A Scoring System to Predict the Severity of Hirschsprung Disease at Diagnosis and its Correlation with Molecular Genetics.

OBJECTIVES: Hirschsprung disease (HSCR) has a wide range of severity. There are non-severe forms treated conservatively until surgery and severe forms that require an early stoma and prolonged hospitalization. Our objective was to establish a clinical scoring system to predict the severity of HSCR and to evaluate the possible existence of a clinical-genetic correlation.

METHODS: We carried out a retrospective observational study including all HSCR cases treated in our hospital. The sample was divided into severe and non-severe disease according to the number of surgical procedures, hospitalization time and episodes of enterocolitis. The proposed score was applied at diagnosis, and the sensitivity, specificity and optimal cut-point were determined. We conducted a prospective molecular study of RET, EDNRB and EDN3 on all patients, as well as SOX10 in Waardenburg Syndrome type 4 forms.
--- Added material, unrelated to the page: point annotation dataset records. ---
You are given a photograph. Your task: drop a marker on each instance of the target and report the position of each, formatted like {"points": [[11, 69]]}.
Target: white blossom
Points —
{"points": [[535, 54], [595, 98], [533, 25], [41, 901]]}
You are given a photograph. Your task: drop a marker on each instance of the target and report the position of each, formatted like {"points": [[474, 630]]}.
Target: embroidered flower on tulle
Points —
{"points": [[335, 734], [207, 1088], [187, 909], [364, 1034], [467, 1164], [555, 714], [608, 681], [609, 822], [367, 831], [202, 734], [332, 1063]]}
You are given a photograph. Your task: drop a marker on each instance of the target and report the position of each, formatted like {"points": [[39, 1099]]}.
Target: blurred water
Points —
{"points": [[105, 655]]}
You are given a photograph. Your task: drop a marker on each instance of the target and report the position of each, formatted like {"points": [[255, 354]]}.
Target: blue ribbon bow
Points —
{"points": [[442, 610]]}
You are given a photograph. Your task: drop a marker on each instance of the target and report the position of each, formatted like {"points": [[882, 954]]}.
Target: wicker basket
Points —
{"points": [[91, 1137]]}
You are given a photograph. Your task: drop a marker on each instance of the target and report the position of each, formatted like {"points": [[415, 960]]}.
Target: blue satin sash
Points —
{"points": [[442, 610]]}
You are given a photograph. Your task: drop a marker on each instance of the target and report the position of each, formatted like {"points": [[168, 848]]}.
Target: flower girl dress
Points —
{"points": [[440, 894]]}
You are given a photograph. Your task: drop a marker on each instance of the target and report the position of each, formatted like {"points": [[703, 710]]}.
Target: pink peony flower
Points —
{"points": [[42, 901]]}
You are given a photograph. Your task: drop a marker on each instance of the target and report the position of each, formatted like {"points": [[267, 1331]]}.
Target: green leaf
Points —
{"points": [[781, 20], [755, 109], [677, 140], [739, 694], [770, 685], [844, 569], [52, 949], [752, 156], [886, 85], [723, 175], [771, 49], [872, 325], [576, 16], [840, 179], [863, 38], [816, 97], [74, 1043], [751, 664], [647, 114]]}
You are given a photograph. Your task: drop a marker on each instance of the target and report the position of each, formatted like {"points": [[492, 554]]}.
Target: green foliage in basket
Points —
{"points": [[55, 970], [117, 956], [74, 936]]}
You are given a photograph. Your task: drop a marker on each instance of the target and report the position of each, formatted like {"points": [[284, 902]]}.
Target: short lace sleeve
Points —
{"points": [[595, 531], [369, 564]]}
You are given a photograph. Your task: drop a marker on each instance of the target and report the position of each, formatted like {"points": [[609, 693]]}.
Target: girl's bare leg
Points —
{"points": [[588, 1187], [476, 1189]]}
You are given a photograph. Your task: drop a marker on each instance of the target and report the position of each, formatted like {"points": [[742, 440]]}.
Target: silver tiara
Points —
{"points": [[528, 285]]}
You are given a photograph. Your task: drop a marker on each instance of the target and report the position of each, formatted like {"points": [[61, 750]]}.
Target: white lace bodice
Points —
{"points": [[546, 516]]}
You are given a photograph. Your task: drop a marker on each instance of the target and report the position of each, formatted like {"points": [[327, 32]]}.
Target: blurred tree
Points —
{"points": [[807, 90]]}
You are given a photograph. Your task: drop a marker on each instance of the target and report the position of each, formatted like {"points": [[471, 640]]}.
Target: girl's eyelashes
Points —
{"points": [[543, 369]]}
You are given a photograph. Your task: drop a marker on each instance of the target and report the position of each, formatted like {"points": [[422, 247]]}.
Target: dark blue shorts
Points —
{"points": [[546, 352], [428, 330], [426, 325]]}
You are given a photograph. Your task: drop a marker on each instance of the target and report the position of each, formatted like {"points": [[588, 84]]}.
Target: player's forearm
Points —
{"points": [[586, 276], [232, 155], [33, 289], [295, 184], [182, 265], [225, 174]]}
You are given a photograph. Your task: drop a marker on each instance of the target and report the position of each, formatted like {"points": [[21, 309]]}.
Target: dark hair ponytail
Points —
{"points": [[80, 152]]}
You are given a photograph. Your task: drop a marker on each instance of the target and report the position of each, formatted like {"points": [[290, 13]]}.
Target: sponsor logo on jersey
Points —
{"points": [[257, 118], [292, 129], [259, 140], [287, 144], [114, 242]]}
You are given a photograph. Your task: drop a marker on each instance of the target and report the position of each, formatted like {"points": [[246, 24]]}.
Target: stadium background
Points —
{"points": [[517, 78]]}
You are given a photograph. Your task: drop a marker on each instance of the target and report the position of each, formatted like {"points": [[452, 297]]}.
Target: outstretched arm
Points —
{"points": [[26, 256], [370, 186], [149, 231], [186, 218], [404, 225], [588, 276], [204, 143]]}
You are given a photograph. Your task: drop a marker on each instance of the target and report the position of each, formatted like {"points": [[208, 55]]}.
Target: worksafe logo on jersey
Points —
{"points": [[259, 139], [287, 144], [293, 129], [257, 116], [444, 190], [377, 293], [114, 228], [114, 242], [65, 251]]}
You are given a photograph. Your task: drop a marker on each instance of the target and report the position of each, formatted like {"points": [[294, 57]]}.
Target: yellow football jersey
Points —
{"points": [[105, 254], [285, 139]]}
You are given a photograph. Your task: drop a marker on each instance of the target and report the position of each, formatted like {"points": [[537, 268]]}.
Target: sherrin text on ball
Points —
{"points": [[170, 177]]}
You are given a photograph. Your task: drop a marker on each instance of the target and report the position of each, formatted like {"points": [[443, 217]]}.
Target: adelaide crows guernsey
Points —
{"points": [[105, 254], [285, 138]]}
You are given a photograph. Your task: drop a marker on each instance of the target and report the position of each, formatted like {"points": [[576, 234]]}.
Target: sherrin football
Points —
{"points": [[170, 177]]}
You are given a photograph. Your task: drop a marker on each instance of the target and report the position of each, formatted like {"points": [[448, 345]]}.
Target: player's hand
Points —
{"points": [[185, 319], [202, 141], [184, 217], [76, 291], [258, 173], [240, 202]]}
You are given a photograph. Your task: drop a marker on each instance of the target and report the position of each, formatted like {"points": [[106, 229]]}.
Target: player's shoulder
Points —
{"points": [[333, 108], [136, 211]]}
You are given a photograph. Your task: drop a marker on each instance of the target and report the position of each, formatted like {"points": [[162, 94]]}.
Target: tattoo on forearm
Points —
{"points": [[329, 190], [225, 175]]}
RESULTS: Among the 42 patients treated between 1983 and 2013, 15 met the severe disease criteria. This group had a higher mean score (13.15±2.36) than the non-severe group (8.15±2.13; p<0.001). A score {greater than or equal to}11 had a sensitivity of 87% and a specificity of 81% in detecting the severe cases. Causative mutations were identified in 12 patients, 8 of them in the severe group (p=0.015). Most of these mutations (75%) were located in the RET proto-oncogene.

CONCLUSION: The proposed scoring system enables the early selection of patients with severe behaviour of HSCR. A value {greater than or equal to}11 showed good sensitivity and specificity for this purpose. Causative mutations were identified in more than 50% of patients who met the criteria for severe disease.